Há momentos em que percebemos que somos mais conservadores do que pensávamos. Que temos sido vítimas dos nossos preconceitos. Ou da nossa intuição. Momentos, diria um bom marketeer, de expansão de consciência. No caso, sem drogas – mas sobre drogas. Da cocaína ao café. Do efeito placebo ao tráfico de estupefacientes. No podcast “Psychoactive”, o homem que a revista Rolling Stone apelidou de o “verdadeiro czar da droga”, o ativista Ethan Nadelmann, desafia-nos a repensar a nossa relação com as substâncias psicoativas. Enquanto indivíduos e enquanto sociedade.

Como alguém que acaba de regressar de uma viagem estimulante, a tentação é começar de imediato a partilhar o que se ouviu. Factos como, “Nunca houve uma sociedade sem drogas”. Argumentos do tipo “Todos nós usamos algum tipo de droga”. Ou advertências do género “Numa altura em que a canábis já foi legalizada em alguns estados norte-americanos, é preciso ter cuidado com os excessos da economia de mercado”. Antes de partir, contudo, convém saber qual é o programa – e quem é o guia.

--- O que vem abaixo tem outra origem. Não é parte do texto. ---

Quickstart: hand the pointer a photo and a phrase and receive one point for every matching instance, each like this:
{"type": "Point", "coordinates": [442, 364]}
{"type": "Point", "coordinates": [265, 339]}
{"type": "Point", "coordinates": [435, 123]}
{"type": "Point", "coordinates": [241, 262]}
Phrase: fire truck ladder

Em 2013, Nadelmann, de 64 anos, foi considerado pela Rolling Stone a “principal força por trás da legalização da marijuana na América”. Filho de um rabino de Nova Iorque, apaixonou-se pelo tema na Universidade, tanto por causa do seu próprio consumo – “por que razão era eu definido como criminoso por estar a fumar um charro, se não estava a fazer mal a ninguém?”, explica no podcast – como pelo facto de ser uma área que cruza as relações internacionais com a justiça criminal. “Em termos académicos, era um território não cartografado”, acrescenta.

[ouça “Psychoactive” através do Spotify:]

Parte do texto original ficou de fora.